Beyond his research, Hage is a dedicated mentor who enjoys watching his students become independent scientists.
“Their contributions have been really essential to me getting the AAAS fellowship, and I couldn’t have done it without them,” he said.
Mathematician Jim Lewis’ ability to build consensus has enabled him to profoundly influence math education at the university, in Nebraska and nationwide.
“I try to find solutions that take into account different perspectives,” Lewis said, explaining his success in forging partnerships between university educators, K-12 teachers, administrators and researchers.
He is passionate about uniting these groups to improve content knowledge, classroom techniques and student assessment. He’s led three National Science Foundation-funded projects – Math in the Middle, NebraskaMATH and NebraskaNOYCE – aimed at fostering these collaborations. He also is director of Nebraska’s Center for Science, Mathematics and Computer Education, focused on improving teaching and learning.
Lewis is a champion of diversity in his field. During his 15-year tenure as mathematics department chair, the proportion of doctorates awarded to women rose from zero to 40 percent in tandem with an overall increase in doctorates granted.
Under his leadership, the department won the university-wide Department Teaching Award and an NSF Presidential Award for Excellence in Science, Mathematics and Engineering Mentoring. Currently, Lewis is acting assistant director of NSF’s Education and Human Resources Directorate.
“It’s a wonderful honor,” Lewis said of the AAAS fellowship. “I have great colleagues, and together we’ve achieved a lot.”
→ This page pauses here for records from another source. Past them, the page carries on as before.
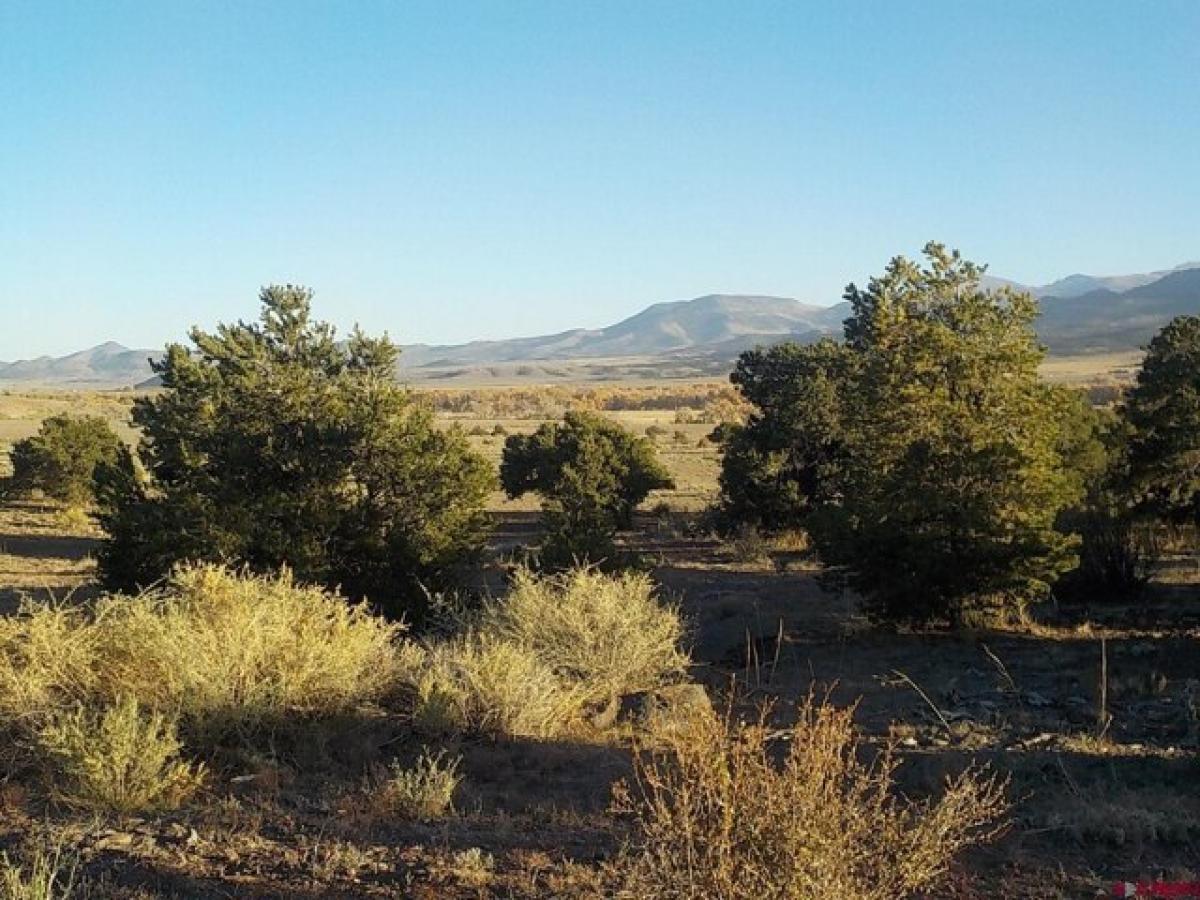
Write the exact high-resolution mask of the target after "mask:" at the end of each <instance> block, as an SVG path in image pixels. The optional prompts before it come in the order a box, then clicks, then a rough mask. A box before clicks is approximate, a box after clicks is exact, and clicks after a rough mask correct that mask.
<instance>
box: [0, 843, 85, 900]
mask: <svg viewBox="0 0 1200 900" xmlns="http://www.w3.org/2000/svg"><path fill="white" fill-rule="evenodd" d="M78 869H79V860H78V858H76V857H73V856H68V854H64V852H62V848H61V847H55V848H54V850H52V851H47V850H46V848H43V847H37V848H35V850H34V851H32V852H30V853H28V854H26V859H25V860H24V863H16V862H13V860H12V859H11V858H10V857H8V854H7V853H0V900H73V898H77V896H78V893H77V890H76V888H77V887H78V884H77V881H76V880H77V874H78Z"/></svg>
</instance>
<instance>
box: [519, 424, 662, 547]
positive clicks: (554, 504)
mask: <svg viewBox="0 0 1200 900" xmlns="http://www.w3.org/2000/svg"><path fill="white" fill-rule="evenodd" d="M500 481H502V484H503V485H504V490H505V492H506V493H508V496H509V497H511V498H516V497H521V496H522V494H524V493H528V492H530V491H532V492H535V493H539V494H541V497H542V509H544V520H545V523H546V529H547V532H548V538H547V540H546V544H545V546H544V547H542V559H541V562H542V564H544V565H546V566H548V568H568V566H569V565H571V564H574V563H576V562H593V563H594V562H600V560H602V559H610V560H611V559H612V557H613V553H614V548H613V538H614V535H616V534H617V532H618V530H620V529H622V528H628V527H629V524H630V522H631V520H632V515H634V509H635V508H636V506H637V504H638V503H641V502H642V500H644V499H646V498H647V496H649V493H650V491H654V490H659V488H665V487H671V486H672V485H673V482H672V481H671V478H670V475H668V474H667V472H666V469H664V468H662V464H661V463H660V462H659V460H658V456H656V455H655V451H654V445H653V444H652V443H650V442H649V440H647V439H644V438H638V437H636V436H634V434H631V433H630V432H628V431H626V430H624V428H622V427H620V426H619V425H617V424H616V422H612V421H608V420H606V419H604V418H601V416H599V415H594V414H590V413H568V414H566V416H565V418H564V419H563V421H562V422H560V424H557V422H551V424H546V425H542V426H541V427H540V428H538V431H536V432H534V433H533V434H528V436H524V434H514V436H511V437H509V439H508V440H505V443H504V457H503V460H502V463H500Z"/></svg>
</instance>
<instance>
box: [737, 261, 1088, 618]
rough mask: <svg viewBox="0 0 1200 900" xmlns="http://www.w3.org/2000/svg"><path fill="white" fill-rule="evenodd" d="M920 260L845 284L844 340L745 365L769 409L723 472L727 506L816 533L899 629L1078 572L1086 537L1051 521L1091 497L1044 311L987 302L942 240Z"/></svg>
mask: <svg viewBox="0 0 1200 900" xmlns="http://www.w3.org/2000/svg"><path fill="white" fill-rule="evenodd" d="M925 257H926V260H928V262H926V264H925V265H922V264H918V263H914V262H911V260H907V259H904V258H896V259H893V260H892V263H890V264H889V265H888V268H887V270H886V271H884V274H883V275H882V276H880V277H877V278H872V280H871V282H870V284H869V286H868V287H866V289H859V288H857V287H856V286H853V284H851V286H850V287H848V288H847V290H846V300H847V301H848V302H850V305H851V317H850V318H848V319H847V320H846V323H845V343H844V344H841V346H836V344H826V346H818V347H817V348H815V349H812V348H810V349H808V350H802V349H800V348H786V349H778V348H776V349H775V350H772V352H769V354H764V353H763V352H752V353H751V354H748V355H746V356H744V358H743V366H742V367H739V372H744V371H745V370H746V368H750V370H754V371H755V372H762V373H763V374H762V377H754V378H746V377H745V376H744V374H742V376H739V378H740V384H739V386H740V388H742V390H743V392H744V394H745V396H746V398H748V400H750V401H751V402H752V403H755V406H756V412H755V414H754V415H752V416H751V419H750V421H749V422H748V425H746V426H745V428H743V430H742V431H740V432H734V434H733V437H732V439H730V440H727V442H726V449H727V451H730V450H732V452H727V455H726V461H725V468H724V473H722V486H724V487H725V494H726V497H727V500H726V509H738V508H739V504H740V506H742V508H750V509H751V510H754V512H752V514H751V515H750V517H751V518H754V517H755V516H757V517H758V518H760V520H761V521H763V522H766V523H767V524H768V526H770V524H780V523H782V524H792V523H796V522H803V524H804V526H805V527H806V528H808V529H809V532H810V533H811V535H812V538H814V540H815V544H816V546H817V548H818V551H820V553H821V556H822V558H823V560H824V562H826V564H827V565H828V566H829V575H828V576H829V577H830V578H832V580H834V581H838V582H840V583H844V584H847V586H850V587H852V588H854V589H856V590H858V592H859V593H860V594H862V596H863V598H864V600H865V602H866V606H868V610H869V611H870V612H871V613H872V614H875V616H876V617H878V618H882V619H888V620H893V622H931V620H952V622H953V620H958V619H960V618H961V617H962V614H964V613H965V612H967V611H968V610H971V608H976V607H997V606H998V607H1004V608H1009V610H1012V608H1013V607H1019V606H1021V605H1022V604H1025V602H1027V601H1028V600H1031V599H1033V598H1038V596H1042V595H1044V594H1045V593H1048V592H1049V586H1050V584H1051V583H1052V582H1054V581H1055V578H1056V577H1057V576H1058V575H1060V574H1062V572H1063V571H1066V570H1068V569H1069V568H1072V565H1073V564H1074V547H1075V545H1076V544H1078V539H1075V538H1073V536H1070V535H1066V534H1062V533H1061V532H1058V530H1056V528H1055V522H1056V518H1057V516H1058V512H1060V511H1061V510H1063V509H1064V508H1068V506H1070V505H1072V504H1074V503H1076V502H1078V500H1079V499H1080V498H1081V496H1082V493H1084V481H1085V478H1084V475H1082V474H1080V473H1079V472H1076V470H1075V469H1074V468H1073V467H1075V466H1087V464H1091V463H1088V462H1087V460H1088V455H1090V454H1091V452H1092V451H1091V450H1090V449H1088V448H1087V445H1086V442H1082V440H1080V439H1079V436H1078V434H1074V436H1073V433H1072V430H1073V426H1072V424H1070V421H1069V416H1066V415H1064V414H1063V412H1062V403H1063V397H1062V395H1061V392H1060V391H1057V390H1056V389H1052V388H1050V386H1048V385H1045V384H1043V383H1042V382H1040V380H1039V378H1038V365H1039V362H1040V361H1042V359H1043V353H1044V350H1043V348H1042V347H1040V346H1039V344H1038V343H1037V340H1036V336H1034V332H1033V320H1034V318H1036V317H1037V302H1036V300H1034V299H1033V298H1032V296H1030V295H1028V294H1024V293H1018V292H1014V290H1009V289H1002V290H998V292H991V290H984V289H983V288H980V284H979V280H980V277H982V275H983V269H982V268H980V266H977V265H974V264H972V263H970V262H967V260H965V259H962V258H961V257H960V256H959V253H958V252H949V251H947V250H946V248H944V247H943V246H942V245H938V244H929V245H926V247H925ZM770 354H773V356H772V359H773V361H774V362H775V364H778V362H780V361H782V360H787V361H788V362H790V364H791V365H790V367H785V366H780V365H767V358H768V355H770ZM746 434H750V436H756V434H757V436H769V438H768V437H760V438H758V439H757V440H756V442H755V445H756V449H757V448H766V449H768V451H766V452H764V451H761V450H760V451H758V456H757V457H754V456H751V457H750V458H751V460H755V461H757V460H766V461H768V462H769V463H770V464H760V466H758V468H757V469H755V470H752V476H750V478H745V476H743V474H742V473H743V470H744V469H745V468H746V467H745V466H744V462H743V461H744V458H745V457H746V456H748V454H746V452H745V451H744V450H743V446H740V445H739V444H738V440H742V439H745V436H746ZM772 442H775V443H774V444H773V443H772ZM779 473H786V476H785V478H778V474H779ZM738 479H740V482H742V484H748V485H750V487H751V490H750V491H746V492H745V497H742V496H740V494H742V488H738V487H737V484H739V481H738ZM755 491H757V494H756V493H755ZM760 494H761V497H760ZM772 504H774V505H772ZM762 510H769V514H768V515H762V512H761V511H762Z"/></svg>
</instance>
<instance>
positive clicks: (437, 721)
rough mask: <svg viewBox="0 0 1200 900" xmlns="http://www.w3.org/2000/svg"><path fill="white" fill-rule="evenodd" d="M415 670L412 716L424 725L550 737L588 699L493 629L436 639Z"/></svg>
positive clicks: (505, 736) (494, 734) (486, 732)
mask: <svg viewBox="0 0 1200 900" xmlns="http://www.w3.org/2000/svg"><path fill="white" fill-rule="evenodd" d="M410 671H412V672H413V674H412V683H410V686H412V691H413V696H414V706H413V709H414V712H413V719H414V724H415V725H416V727H418V728H420V730H422V731H430V732H438V731H452V732H458V731H470V732H475V733H481V734H492V736H505V737H529V738H552V737H556V736H557V734H560V733H563V732H564V731H565V730H566V728H568V727H569V726H570V725H571V724H572V722H574V720H575V719H576V718H577V716H578V714H580V712H581V708H582V702H583V697H582V696H581V694H580V692H578V691H576V690H574V689H572V688H571V686H570V685H568V684H566V683H564V682H563V679H560V678H558V676H556V674H554V671H553V670H552V668H551V667H550V666H547V665H546V664H545V662H542V661H541V660H540V659H539V658H538V656H536V655H535V654H534V653H533V652H532V650H529V649H527V648H524V647H520V646H518V644H515V643H512V642H510V641H505V640H503V638H499V637H496V636H493V635H487V634H478V632H476V634H469V635H464V636H462V637H458V638H454V640H451V641H446V642H444V643H439V644H434V646H433V647H431V648H428V649H427V650H425V656H424V659H422V660H421V664H420V665H419V666H415V667H414V668H413V670H410Z"/></svg>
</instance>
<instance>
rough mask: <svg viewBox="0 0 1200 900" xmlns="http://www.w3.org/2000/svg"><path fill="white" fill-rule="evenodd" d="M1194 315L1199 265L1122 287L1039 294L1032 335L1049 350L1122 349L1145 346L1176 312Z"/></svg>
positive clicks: (1197, 290)
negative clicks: (1040, 299)
mask: <svg viewBox="0 0 1200 900" xmlns="http://www.w3.org/2000/svg"><path fill="white" fill-rule="evenodd" d="M1196 314H1200V269H1198V268H1190V269H1175V270H1171V271H1170V272H1169V274H1168V275H1165V276H1163V277H1160V278H1158V280H1157V281H1153V282H1150V283H1146V284H1139V286H1136V287H1133V288H1129V289H1127V290H1112V289H1109V288H1098V289H1094V290H1090V292H1087V293H1085V294H1079V295H1075V296H1069V295H1068V296H1045V298H1043V299H1042V318H1040V319H1039V320H1038V334H1039V335H1040V336H1042V340H1043V341H1045V343H1046V346H1049V347H1050V349H1051V352H1055V353H1088V352H1097V350H1122V349H1130V348H1134V347H1142V346H1145V344H1146V343H1148V342H1150V338H1152V337H1153V336H1154V334H1156V332H1157V331H1158V330H1159V329H1162V328H1163V325H1165V324H1166V323H1168V322H1170V320H1171V319H1172V318H1175V317H1176V316H1196Z"/></svg>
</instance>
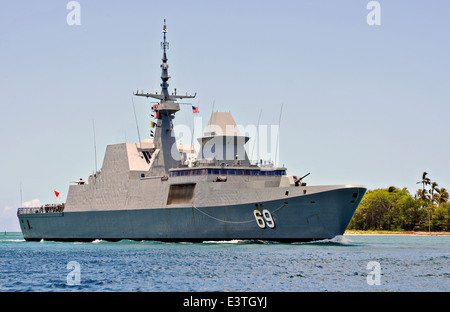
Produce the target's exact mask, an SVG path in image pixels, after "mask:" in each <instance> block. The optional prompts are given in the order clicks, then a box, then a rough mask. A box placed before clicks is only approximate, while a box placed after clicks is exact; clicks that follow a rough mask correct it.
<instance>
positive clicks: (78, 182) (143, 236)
mask: <svg viewBox="0 0 450 312" xmlns="http://www.w3.org/2000/svg"><path fill="white" fill-rule="evenodd" d="M166 34H167V27H166V23H165V21H164V26H163V42H162V43H161V47H162V49H163V57H162V64H161V80H162V83H161V93H159V94H158V93H143V92H141V93H135V94H134V95H135V96H144V97H148V98H153V99H157V100H158V101H159V103H158V105H155V106H154V110H155V113H156V116H157V121H156V126H155V128H153V129H154V132H153V140H151V139H146V140H144V141H142V142H139V143H122V144H115V145H109V146H107V148H106V152H105V157H104V160H103V166H102V169H101V170H100V171H98V172H96V173H95V174H93V175H91V176H90V177H89V179H88V180H87V181H86V182H85V181H83V180H82V179H80V180H79V181H77V183H76V184H75V185H71V186H70V187H69V191H68V195H67V200H66V202H65V203H64V204H62V205H46V206H43V207H36V208H19V209H18V218H19V222H20V226H21V229H22V232H23V235H24V238H25V239H26V240H34V241H39V240H41V239H44V240H56V241H92V240H95V239H104V240H112V241H116V240H121V239H133V240H158V241H210V240H230V239H249V240H270V241H285V242H293V241H294V242H295V241H309V240H317V239H325V238H333V237H335V236H337V235H342V234H343V233H344V231H345V229H346V227H347V225H348V223H349V222H350V220H351V218H352V216H353V214H354V212H355V210H356V208H357V207H358V204H359V202H360V201H361V199H362V197H363V195H364V193H365V191H366V188H365V187H363V186H358V185H344V186H307V185H306V183H304V181H303V180H302V178H300V175H299V176H293V175H287V174H286V170H287V169H286V168H284V167H275V166H263V165H262V164H261V163H259V164H251V162H250V160H249V158H248V155H247V153H246V150H245V145H246V143H247V142H248V140H249V138H248V137H247V136H243V135H241V134H240V132H239V129H238V127H237V126H236V123H235V121H234V118H233V116H231V114H230V113H225V112H213V113H212V115H211V118H210V121H209V123H208V126H207V127H206V129H205V131H204V133H203V136H202V137H201V138H199V139H198V142H199V144H200V150H199V154H198V157H197V158H196V160H192V159H189V161H187V159H186V156H183V155H186V153H187V151H189V153H191V152H192V150H191V147H189V148H187V149H186V148H185V147H183V148H180V147H179V146H177V144H176V140H175V135H174V132H173V122H174V120H175V114H176V113H177V112H178V111H179V110H180V104H179V103H177V100H178V99H184V98H193V97H195V96H196V95H177V94H176V92H174V93H171V94H169V91H168V86H169V84H168V80H169V78H170V75H169V73H168V59H167V48H168V42H167V41H166ZM152 131H153V130H152ZM304 176H305V175H304Z"/></svg>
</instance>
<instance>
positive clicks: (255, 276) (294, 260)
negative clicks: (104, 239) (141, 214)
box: [0, 233, 450, 292]
mask: <svg viewBox="0 0 450 312" xmlns="http://www.w3.org/2000/svg"><path fill="white" fill-rule="evenodd" d="M449 264H450V237H449V236H380V235H351V236H339V237H335V238H334V239H331V240H324V241H319V242H313V243H298V244H282V243H273V242H255V241H239V240H235V241H224V242H203V243H161V242H152V241H128V240H123V241H119V242H107V241H101V240H95V241H93V242H90V243H67V242H65V243H61V242H47V241H41V242H26V241H24V239H23V237H22V235H21V233H6V234H4V233H1V234H0V291H1V292H13V291H19V292H110V291H114V292H311V291H314V292H448V291H450V265H449Z"/></svg>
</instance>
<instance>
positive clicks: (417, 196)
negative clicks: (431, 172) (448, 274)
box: [348, 172, 450, 232]
mask: <svg viewBox="0 0 450 312" xmlns="http://www.w3.org/2000/svg"><path fill="white" fill-rule="evenodd" d="M426 176H427V173H426V172H424V174H423V176H422V181H419V182H418V183H421V184H422V189H419V190H418V191H417V192H416V194H415V195H414V196H412V195H411V194H410V193H409V192H408V190H407V189H406V188H403V189H398V188H396V187H394V186H391V187H389V188H387V189H377V190H370V191H368V192H367V193H366V194H365V195H364V198H363V199H362V201H361V203H360V205H359V207H358V209H357V210H356V212H355V215H354V216H353V219H352V221H351V222H350V224H349V226H348V230H365V231H367V230H372V231H374V230H385V231H433V232H439V231H446V232H448V231H450V203H449V202H448V199H449V194H448V192H447V190H446V189H445V188H443V187H442V188H439V187H438V184H437V183H436V182H431V180H430V179H428V178H427V177H426ZM427 186H429V189H427V188H426V187H427Z"/></svg>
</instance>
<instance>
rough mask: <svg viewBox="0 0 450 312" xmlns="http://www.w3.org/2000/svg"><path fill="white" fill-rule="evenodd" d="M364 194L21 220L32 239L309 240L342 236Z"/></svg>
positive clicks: (52, 240)
mask: <svg viewBox="0 0 450 312" xmlns="http://www.w3.org/2000/svg"><path fill="white" fill-rule="evenodd" d="M365 191H366V189H365V188H364V187H360V186H344V187H341V188H335V189H333V190H327V191H324V192H317V193H313V194H310V195H299V196H294V197H286V198H280V199H277V200H271V201H264V202H257V203H246V204H238V205H230V206H205V207H195V205H174V206H173V207H164V208H152V209H130V210H110V211H79V212H59V213H29V214H24V213H23V214H18V218H19V222H20V225H21V228H22V232H23V235H24V238H25V240H27V241H40V240H49V241H94V240H97V239H101V240H107V241H118V240H122V239H129V240H155V241H167V242H204V241H221V240H234V239H239V240H263V241H277V242H304V241H313V240H322V239H330V238H333V237H335V236H338V235H343V233H344V231H345V229H346V228H347V226H348V224H349V222H350V220H351V218H352V217H353V214H354V213H355V210H356V208H357V207H358V205H359V203H360V201H361V199H362V197H363V195H364V193H365Z"/></svg>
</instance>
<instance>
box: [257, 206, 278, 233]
mask: <svg viewBox="0 0 450 312" xmlns="http://www.w3.org/2000/svg"><path fill="white" fill-rule="evenodd" d="M253 215H254V216H255V220H256V224H258V226H259V227H260V228H262V229H265V228H266V225H267V226H268V227H270V228H271V229H273V228H274V227H275V221H274V220H273V218H272V214H271V213H270V211H269V210H267V209H264V210H263V211H262V214H261V212H260V211H259V210H257V209H256V210H253Z"/></svg>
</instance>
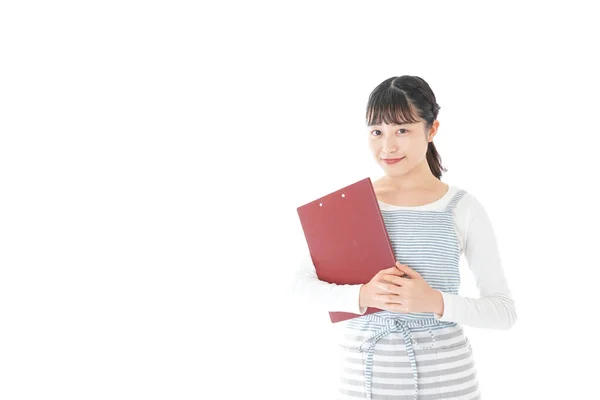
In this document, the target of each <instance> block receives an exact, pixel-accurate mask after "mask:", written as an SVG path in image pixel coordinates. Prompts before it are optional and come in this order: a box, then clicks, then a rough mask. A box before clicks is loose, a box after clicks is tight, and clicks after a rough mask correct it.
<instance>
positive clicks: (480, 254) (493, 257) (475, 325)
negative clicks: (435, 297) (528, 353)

Evolutionary biologist Jay Storz focuses his research on the genetic basis of evolution, exploring fundamental questions about mutational pathways and the extent to which evolution is repeatable, predictable and reversible.
Much of Storz’s work examines the evolution of novel traits that enable animals to survive in extreme environments, specifically the biochemical and physiological adaptations that allow high-altitude animals to live in low-oxygen conditions.
His work often takes him beyond the laboratory to mountain ranges across the world, collaborating with researchers in North and South America, Europe and Asia.
Last year, his team compared high-altitude bird species in the Andes Mountains with their lowland counterparts, demonstrating that species can take varying genetic paths to evolve the same trait.
Though Storz focuses on basic research, his findings are catalyzing major biomedical discoveries. His insights into the adaptation of animal blood proteins are guiding the design of genetically engineered oxygen-carrying proteins for synthetic blood substitutes, which have similar characteristics to biological blood. An oxygen-carrying blood substitute could be a breakthrough in transfusion medicine.
“It’s a nice pat on the back,” Storz said of his AAAS recognition.